With advancements like this in mind, the Navy will also begin arming its attack submarines with ship-killer missiles for the first time in decades, using an updated model of the decades-old Harpoon.

In late 2018, the Navy entered into negotiations with Boeing to refurbish Harpoon anti-ship missiles for Los Angeles-class subs. It’s a major shift after decades in which submarines focused on the mission of projecting power ashore by quietly collecting intelligence or launching Tomahawk Land-Attack Missiles at targets in Iraq, Afghanistan and Syria.
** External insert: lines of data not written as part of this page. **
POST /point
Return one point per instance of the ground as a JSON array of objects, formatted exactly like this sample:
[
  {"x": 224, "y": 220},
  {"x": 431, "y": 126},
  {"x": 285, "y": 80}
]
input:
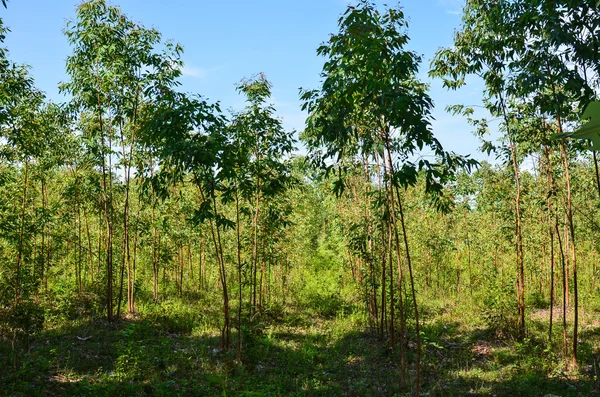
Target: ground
[{"x": 174, "y": 350}]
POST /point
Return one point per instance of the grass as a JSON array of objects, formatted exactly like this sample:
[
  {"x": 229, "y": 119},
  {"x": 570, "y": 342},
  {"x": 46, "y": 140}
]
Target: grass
[{"x": 172, "y": 349}]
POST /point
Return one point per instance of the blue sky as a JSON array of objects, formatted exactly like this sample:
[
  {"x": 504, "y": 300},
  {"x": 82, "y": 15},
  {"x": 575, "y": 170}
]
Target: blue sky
[{"x": 225, "y": 41}]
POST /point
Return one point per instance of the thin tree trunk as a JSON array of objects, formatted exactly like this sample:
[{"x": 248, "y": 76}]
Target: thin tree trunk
[{"x": 20, "y": 246}]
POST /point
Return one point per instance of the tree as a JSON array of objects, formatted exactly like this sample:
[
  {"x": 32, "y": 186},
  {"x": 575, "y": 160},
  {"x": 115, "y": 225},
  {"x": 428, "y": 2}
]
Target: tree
[
  {"x": 370, "y": 104},
  {"x": 115, "y": 70}
]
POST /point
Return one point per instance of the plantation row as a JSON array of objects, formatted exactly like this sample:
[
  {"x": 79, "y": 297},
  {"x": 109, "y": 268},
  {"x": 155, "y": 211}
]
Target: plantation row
[{"x": 134, "y": 193}]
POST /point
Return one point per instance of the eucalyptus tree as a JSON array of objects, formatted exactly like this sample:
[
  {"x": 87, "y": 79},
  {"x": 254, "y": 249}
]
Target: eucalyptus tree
[
  {"x": 482, "y": 48},
  {"x": 261, "y": 143},
  {"x": 189, "y": 135},
  {"x": 22, "y": 136},
  {"x": 117, "y": 67},
  {"x": 370, "y": 104}
]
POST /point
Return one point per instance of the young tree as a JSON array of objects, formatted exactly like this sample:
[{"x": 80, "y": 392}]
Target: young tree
[
  {"x": 116, "y": 69},
  {"x": 370, "y": 104}
]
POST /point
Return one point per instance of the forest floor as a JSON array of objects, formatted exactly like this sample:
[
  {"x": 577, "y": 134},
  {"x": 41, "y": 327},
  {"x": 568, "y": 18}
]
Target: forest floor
[{"x": 167, "y": 353}]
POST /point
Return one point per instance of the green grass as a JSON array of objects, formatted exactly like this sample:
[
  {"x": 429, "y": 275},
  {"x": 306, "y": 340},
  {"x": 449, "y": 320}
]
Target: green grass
[{"x": 172, "y": 349}]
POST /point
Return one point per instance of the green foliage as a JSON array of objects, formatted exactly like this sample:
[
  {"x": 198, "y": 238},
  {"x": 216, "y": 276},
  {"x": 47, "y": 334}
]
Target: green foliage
[{"x": 499, "y": 310}]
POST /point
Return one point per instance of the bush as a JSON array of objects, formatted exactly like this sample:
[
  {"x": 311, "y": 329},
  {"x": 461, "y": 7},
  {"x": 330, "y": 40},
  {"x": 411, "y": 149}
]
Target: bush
[
  {"x": 23, "y": 318},
  {"x": 500, "y": 310}
]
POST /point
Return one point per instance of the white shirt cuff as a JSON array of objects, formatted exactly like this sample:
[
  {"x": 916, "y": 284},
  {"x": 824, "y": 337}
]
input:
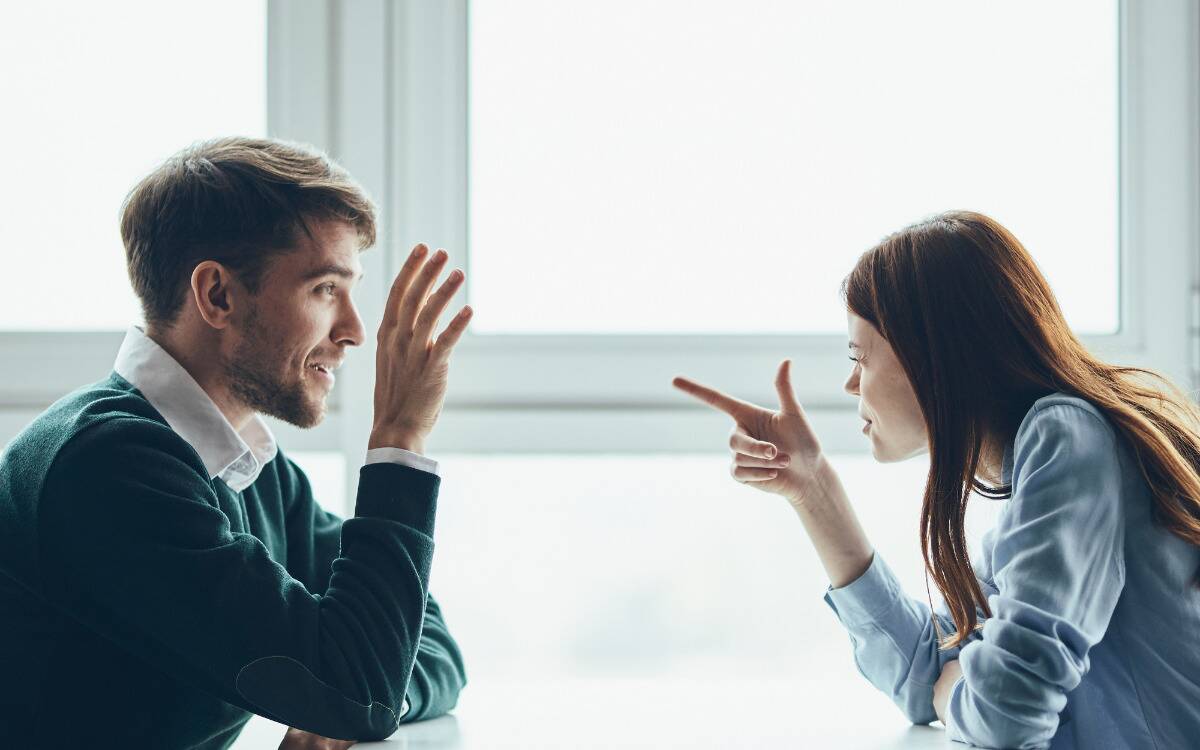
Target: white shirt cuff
[{"x": 403, "y": 457}]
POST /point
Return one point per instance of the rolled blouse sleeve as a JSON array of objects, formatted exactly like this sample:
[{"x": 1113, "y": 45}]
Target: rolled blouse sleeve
[
  {"x": 1059, "y": 573},
  {"x": 893, "y": 637}
]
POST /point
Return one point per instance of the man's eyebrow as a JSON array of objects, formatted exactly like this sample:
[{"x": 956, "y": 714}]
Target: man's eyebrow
[{"x": 330, "y": 269}]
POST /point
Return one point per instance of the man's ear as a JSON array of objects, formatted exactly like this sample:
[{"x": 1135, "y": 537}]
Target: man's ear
[{"x": 214, "y": 292}]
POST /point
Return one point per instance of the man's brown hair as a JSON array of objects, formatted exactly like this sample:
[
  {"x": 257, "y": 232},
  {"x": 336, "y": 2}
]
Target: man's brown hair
[{"x": 238, "y": 202}]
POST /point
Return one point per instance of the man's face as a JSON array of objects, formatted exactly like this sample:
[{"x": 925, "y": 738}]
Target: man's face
[{"x": 293, "y": 334}]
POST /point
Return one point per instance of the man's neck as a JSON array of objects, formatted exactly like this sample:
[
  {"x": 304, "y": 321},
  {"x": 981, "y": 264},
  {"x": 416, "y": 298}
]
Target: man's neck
[{"x": 205, "y": 369}]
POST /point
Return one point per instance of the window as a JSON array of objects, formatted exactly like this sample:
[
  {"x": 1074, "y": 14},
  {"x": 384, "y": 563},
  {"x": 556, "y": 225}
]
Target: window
[
  {"x": 107, "y": 96},
  {"x": 693, "y": 168}
]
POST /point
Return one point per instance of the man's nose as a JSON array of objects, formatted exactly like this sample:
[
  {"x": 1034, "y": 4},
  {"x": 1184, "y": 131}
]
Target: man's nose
[{"x": 349, "y": 330}]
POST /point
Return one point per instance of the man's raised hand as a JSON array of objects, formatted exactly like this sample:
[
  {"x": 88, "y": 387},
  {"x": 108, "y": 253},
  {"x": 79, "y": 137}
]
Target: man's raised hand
[{"x": 412, "y": 365}]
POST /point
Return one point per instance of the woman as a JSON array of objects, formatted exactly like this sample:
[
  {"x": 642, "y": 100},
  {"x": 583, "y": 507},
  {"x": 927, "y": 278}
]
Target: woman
[{"x": 1079, "y": 625}]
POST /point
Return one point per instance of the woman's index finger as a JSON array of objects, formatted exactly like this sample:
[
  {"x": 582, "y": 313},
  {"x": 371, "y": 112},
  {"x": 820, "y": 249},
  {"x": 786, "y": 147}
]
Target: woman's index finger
[{"x": 715, "y": 399}]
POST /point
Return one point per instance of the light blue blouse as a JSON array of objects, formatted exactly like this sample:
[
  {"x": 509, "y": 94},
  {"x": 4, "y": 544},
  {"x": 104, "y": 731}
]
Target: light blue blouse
[{"x": 1095, "y": 636}]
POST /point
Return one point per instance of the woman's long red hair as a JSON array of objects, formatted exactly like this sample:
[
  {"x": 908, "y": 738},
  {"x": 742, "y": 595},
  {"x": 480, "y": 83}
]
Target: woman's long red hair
[{"x": 981, "y": 336}]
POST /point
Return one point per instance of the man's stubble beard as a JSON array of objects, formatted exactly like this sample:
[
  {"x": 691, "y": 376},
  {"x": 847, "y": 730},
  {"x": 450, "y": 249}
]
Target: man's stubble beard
[{"x": 252, "y": 378}]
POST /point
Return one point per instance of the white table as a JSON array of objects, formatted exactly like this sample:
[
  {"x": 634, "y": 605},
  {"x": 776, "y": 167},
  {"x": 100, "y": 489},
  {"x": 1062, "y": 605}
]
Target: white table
[{"x": 654, "y": 714}]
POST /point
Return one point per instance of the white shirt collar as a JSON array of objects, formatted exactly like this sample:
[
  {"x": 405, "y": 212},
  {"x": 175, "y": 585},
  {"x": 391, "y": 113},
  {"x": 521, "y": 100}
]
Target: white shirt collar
[{"x": 237, "y": 459}]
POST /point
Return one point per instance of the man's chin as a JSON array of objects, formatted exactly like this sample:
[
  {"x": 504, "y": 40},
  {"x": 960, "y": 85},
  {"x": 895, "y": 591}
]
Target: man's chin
[{"x": 303, "y": 418}]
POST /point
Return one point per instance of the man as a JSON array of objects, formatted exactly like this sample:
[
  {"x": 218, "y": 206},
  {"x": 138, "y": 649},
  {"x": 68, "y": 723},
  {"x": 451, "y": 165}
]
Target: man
[{"x": 165, "y": 570}]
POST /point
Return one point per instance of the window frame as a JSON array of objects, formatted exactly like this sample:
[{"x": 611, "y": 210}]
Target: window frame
[{"x": 370, "y": 78}]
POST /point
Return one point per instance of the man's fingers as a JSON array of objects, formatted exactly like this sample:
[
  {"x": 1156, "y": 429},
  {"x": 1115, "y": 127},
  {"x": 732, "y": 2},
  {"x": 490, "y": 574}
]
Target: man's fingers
[
  {"x": 731, "y": 406},
  {"x": 401, "y": 283},
  {"x": 749, "y": 474},
  {"x": 450, "y": 336},
  {"x": 787, "y": 403},
  {"x": 436, "y": 305},
  {"x": 743, "y": 443},
  {"x": 778, "y": 462},
  {"x": 420, "y": 288}
]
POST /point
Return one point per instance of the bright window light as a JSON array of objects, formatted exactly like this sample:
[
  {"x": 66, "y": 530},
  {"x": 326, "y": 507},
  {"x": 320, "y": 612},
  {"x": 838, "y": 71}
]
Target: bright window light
[
  {"x": 705, "y": 167},
  {"x": 96, "y": 95}
]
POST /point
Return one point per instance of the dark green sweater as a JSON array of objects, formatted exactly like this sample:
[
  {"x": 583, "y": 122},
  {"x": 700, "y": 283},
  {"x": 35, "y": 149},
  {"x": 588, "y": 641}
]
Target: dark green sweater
[{"x": 147, "y": 605}]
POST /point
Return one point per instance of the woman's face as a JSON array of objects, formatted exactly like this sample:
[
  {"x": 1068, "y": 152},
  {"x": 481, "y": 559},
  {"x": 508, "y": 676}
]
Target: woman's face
[{"x": 886, "y": 401}]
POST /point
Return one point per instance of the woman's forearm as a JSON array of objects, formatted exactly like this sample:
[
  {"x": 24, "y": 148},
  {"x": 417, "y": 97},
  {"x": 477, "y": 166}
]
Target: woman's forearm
[{"x": 833, "y": 527}]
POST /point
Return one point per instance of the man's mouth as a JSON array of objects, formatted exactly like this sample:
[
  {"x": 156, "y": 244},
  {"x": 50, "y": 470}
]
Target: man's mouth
[{"x": 324, "y": 371}]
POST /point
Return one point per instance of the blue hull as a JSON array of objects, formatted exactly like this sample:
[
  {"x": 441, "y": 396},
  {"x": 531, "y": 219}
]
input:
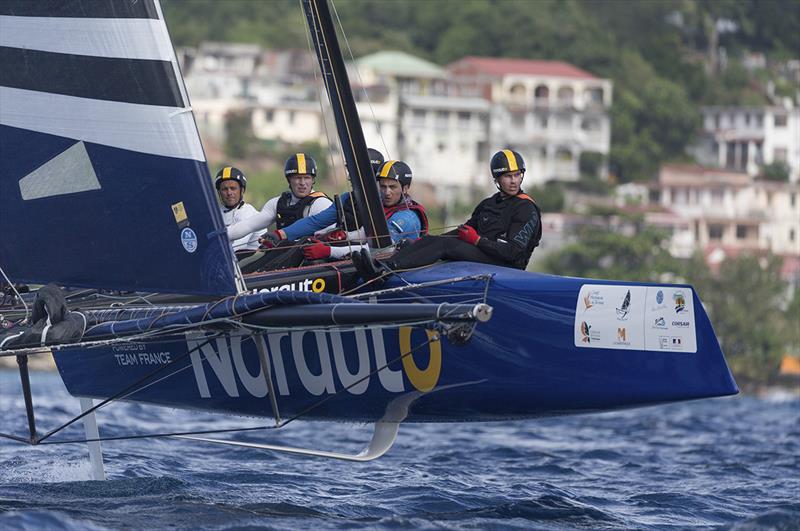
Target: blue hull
[{"x": 529, "y": 360}]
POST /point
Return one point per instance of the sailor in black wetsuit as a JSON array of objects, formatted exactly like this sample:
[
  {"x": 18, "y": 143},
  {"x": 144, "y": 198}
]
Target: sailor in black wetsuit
[{"x": 503, "y": 230}]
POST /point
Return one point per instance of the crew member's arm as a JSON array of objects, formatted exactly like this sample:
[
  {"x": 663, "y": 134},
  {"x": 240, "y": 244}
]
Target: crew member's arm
[
  {"x": 309, "y": 225},
  {"x": 257, "y": 223},
  {"x": 339, "y": 252},
  {"x": 524, "y": 226},
  {"x": 320, "y": 205},
  {"x": 404, "y": 224}
]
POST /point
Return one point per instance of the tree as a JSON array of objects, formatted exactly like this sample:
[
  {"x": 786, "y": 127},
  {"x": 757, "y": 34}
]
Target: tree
[
  {"x": 776, "y": 171},
  {"x": 239, "y": 134},
  {"x": 744, "y": 301},
  {"x": 605, "y": 253}
]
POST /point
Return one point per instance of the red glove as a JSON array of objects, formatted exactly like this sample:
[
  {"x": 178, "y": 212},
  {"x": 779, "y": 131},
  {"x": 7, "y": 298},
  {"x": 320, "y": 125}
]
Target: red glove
[
  {"x": 268, "y": 240},
  {"x": 316, "y": 251},
  {"x": 336, "y": 235},
  {"x": 468, "y": 234}
]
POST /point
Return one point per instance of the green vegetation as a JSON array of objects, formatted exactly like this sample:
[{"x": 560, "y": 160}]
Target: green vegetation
[{"x": 662, "y": 55}]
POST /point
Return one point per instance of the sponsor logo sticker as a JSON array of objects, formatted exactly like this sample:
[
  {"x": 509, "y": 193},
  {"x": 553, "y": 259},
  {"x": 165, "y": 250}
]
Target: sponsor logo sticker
[
  {"x": 624, "y": 310},
  {"x": 189, "y": 240},
  {"x": 680, "y": 301}
]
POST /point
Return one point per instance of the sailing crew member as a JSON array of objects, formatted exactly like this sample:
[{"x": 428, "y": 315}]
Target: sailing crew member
[
  {"x": 504, "y": 229},
  {"x": 299, "y": 201},
  {"x": 405, "y": 217},
  {"x": 231, "y": 185}
]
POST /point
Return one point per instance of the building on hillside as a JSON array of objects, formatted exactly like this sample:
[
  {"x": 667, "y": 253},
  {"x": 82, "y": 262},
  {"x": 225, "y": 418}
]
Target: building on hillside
[
  {"x": 551, "y": 112},
  {"x": 274, "y": 88},
  {"x": 407, "y": 110},
  {"x": 731, "y": 212},
  {"x": 747, "y": 138}
]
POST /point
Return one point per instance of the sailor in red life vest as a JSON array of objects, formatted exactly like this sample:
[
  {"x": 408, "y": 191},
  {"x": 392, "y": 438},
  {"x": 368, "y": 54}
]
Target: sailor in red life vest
[
  {"x": 503, "y": 230},
  {"x": 405, "y": 217}
]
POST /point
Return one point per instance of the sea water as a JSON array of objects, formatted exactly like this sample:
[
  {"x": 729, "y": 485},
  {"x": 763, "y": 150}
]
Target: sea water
[{"x": 727, "y": 463}]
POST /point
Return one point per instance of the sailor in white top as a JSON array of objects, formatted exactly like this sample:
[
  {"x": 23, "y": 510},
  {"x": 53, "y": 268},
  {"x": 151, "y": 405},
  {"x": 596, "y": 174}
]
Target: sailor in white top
[
  {"x": 231, "y": 184},
  {"x": 298, "y": 202}
]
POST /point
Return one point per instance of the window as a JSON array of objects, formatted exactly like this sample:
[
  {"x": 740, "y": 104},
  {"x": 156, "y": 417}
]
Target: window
[
  {"x": 564, "y": 121},
  {"x": 594, "y": 96},
  {"x": 541, "y": 94},
  {"x": 741, "y": 232},
  {"x": 541, "y": 121},
  {"x": 442, "y": 119},
  {"x": 566, "y": 95},
  {"x": 418, "y": 118},
  {"x": 517, "y": 93},
  {"x": 715, "y": 232},
  {"x": 590, "y": 124}
]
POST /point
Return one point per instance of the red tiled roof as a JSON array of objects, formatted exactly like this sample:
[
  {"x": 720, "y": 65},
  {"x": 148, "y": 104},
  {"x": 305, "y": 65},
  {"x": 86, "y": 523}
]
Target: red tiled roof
[{"x": 501, "y": 66}]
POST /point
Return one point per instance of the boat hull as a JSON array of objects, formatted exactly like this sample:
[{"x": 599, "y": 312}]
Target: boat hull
[{"x": 530, "y": 360}]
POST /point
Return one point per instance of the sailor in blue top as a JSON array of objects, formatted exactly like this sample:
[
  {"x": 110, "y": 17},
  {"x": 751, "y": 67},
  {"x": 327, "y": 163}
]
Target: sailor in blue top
[{"x": 405, "y": 217}]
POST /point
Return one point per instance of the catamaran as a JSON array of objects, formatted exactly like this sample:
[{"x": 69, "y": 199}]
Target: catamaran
[{"x": 106, "y": 193}]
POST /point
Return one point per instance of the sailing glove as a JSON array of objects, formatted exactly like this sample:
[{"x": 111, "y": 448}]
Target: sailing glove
[
  {"x": 337, "y": 235},
  {"x": 468, "y": 234},
  {"x": 317, "y": 251},
  {"x": 268, "y": 240}
]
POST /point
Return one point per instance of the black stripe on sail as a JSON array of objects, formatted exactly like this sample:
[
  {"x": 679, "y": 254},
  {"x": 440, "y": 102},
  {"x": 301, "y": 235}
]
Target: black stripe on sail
[
  {"x": 145, "y": 81},
  {"x": 80, "y": 8}
]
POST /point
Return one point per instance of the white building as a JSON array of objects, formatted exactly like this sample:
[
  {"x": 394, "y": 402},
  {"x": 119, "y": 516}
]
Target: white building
[
  {"x": 549, "y": 111},
  {"x": 732, "y": 211},
  {"x": 747, "y": 138},
  {"x": 408, "y": 112}
]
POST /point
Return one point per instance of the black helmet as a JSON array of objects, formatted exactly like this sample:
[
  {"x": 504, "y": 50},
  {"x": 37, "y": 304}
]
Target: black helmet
[
  {"x": 300, "y": 164},
  {"x": 376, "y": 159},
  {"x": 395, "y": 169},
  {"x": 230, "y": 173},
  {"x": 505, "y": 161}
]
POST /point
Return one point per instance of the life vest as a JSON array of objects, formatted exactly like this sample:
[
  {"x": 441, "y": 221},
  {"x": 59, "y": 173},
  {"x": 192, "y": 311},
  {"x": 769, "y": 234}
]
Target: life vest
[
  {"x": 288, "y": 213},
  {"x": 349, "y": 214},
  {"x": 409, "y": 204},
  {"x": 536, "y": 239}
]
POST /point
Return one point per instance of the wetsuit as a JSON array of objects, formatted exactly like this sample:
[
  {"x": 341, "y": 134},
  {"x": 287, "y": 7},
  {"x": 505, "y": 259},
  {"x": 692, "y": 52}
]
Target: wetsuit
[{"x": 509, "y": 228}]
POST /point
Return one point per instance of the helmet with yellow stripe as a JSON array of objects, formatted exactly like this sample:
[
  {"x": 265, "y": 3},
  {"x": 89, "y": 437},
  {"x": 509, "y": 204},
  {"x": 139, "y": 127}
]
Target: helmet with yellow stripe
[
  {"x": 395, "y": 169},
  {"x": 229, "y": 173},
  {"x": 300, "y": 164},
  {"x": 505, "y": 161}
]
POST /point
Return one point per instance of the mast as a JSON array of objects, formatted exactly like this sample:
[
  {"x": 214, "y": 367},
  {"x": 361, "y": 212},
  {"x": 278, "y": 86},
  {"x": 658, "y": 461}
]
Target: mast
[{"x": 337, "y": 84}]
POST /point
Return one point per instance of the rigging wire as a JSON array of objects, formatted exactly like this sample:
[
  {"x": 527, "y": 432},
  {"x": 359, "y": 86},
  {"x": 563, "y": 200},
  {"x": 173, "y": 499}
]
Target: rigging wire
[
  {"x": 19, "y": 297},
  {"x": 361, "y": 82}
]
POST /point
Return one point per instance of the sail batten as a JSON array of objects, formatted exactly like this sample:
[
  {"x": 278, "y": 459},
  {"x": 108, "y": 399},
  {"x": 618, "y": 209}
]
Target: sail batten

The service is also looking to put long-range missiles on surface ships. Vice Adm. Thomas Rowden, commander of Naval Surface Forces, said last month at a conference that putting over-the-horizon missiles on ships gives the fleet more punch — at greater range — at a time when China is rapidly modernizing its own navy. He wants to do that “by continuing to modify existing over-the-horizon surface weapons by expanding procurement of improved anti-ship, anti-air antisubmarine and surface strike missiles,” including the Harpoon, Naval Strike Missile or Long-Range Anti-Ship Missile.